The fashion world was braced for renewed criticism yesterday for encouraging women to endanger their lives by shedding pounds and trimming waists to a virtual vanishing point after it emerged that a rising young model from Brazil has died from complications arising from the eating disorder anorexia.
The collapse on Tuesday of 21-year-old Ana Carolina Reston, who had modelled in Japan and for Giorgio Armani, has already caused a storm of public hand-wringing in her home country.
However, it is likely to provoke fresh soul-searching in all the main fashion centres of the world.
It was the death in August of another young Latin model, Luisel Ramos from Uruguay, that first cast a spotlight on the industry for allowing models essentially to starve themselves in the quest for the "perfect" form. Ms Ramos died of heart failure during Montevideo's annual fashion show.
The industry finds itself charged not only with neglecting the health of the models but, through them, encouraging young women to take weight-loss regimes to hazardous extremes.
It was partly in response to the first tragedy that Spain stunned the fashion world one month later by banning models from the runways at the Madrid fashion show if they were below a certain level on the so-called BMI or body-mass index, which measures weight against height.
The death of Ms Reston will put additional pressure on other fashion show venues to follow suit. Madrid barred any models whose BMI was below 18. The World Health Organisation suggests that anyone with a BMI less than 18.5 is underweight and that a person with an index nearing 15 is on the point of starvation. When she died, Ms Reston's BMI was just 13.5, her doctors said.
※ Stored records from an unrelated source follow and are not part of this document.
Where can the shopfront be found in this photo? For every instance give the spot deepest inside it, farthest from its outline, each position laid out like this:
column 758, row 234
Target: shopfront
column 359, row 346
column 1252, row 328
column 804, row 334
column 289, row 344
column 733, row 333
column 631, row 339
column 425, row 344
Grieving for her daughter, the model's mother, Miriam Reston, has already started to campaign for reform while urging mothers of aspiring young models to protect them. "Take care of your children ... no money is worth the life of your child, not even the most famous brand is worth this," she told one Brazilian newspaper yesterday. Ana Carolina succumbed to a generalised infection caused by anorexia.
Brazilian girls, inspired by the international success of some of their own countrywomen, notably Gisele Bundchen and Adriana Lima, may be particularly susceptible to the call of the fashion world and steering them clear of danger will not be easy, she acknowledged. Of her own daughter's stubbornness she remarked: "She would reply, 'Mummy, don't mess me around'."
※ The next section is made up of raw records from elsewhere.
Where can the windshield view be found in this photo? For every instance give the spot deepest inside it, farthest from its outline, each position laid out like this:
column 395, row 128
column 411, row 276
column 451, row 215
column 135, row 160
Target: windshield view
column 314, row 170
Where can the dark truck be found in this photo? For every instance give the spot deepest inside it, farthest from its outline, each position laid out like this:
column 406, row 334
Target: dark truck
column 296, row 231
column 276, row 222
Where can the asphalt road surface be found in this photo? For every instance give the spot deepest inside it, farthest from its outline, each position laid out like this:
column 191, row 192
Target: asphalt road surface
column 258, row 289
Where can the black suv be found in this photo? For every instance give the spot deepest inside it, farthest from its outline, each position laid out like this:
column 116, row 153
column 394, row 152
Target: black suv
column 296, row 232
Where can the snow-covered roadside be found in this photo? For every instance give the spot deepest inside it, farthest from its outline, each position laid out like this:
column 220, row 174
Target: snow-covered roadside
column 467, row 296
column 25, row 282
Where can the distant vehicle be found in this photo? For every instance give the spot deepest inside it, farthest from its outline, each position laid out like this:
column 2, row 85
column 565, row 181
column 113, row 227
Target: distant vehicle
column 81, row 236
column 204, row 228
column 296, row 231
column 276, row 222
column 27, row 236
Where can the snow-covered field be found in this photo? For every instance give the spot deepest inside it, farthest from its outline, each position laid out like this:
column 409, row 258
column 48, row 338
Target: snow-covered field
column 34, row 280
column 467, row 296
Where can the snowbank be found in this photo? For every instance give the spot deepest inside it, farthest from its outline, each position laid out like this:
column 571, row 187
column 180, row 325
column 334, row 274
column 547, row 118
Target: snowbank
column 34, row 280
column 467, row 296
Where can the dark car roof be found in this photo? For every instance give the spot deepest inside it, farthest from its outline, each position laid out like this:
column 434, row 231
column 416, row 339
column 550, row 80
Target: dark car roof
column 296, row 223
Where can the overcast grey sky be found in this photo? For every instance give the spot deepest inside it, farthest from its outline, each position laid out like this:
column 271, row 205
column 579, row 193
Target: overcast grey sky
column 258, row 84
Some of Brazil's newspapers have taken up the cause for change in the industry as a tribute to the model. "Dictatorship of skinny look kills a model," blared the front-page headline of O Dia, a national tabloid.
The debate on outlawing so-called "zero models" had already erupted in Britain in time for last month's London Fashion Week. While no official action was taken this year, pressure is certain now to increase on the organisers to consider a ban for next year.
This week, Armani became the first leading fashion designer outright to support ejecting super-skinny models from all the main fashion shows. "I have never liked thin girls and I have never made them go on the catwalk," he asserted.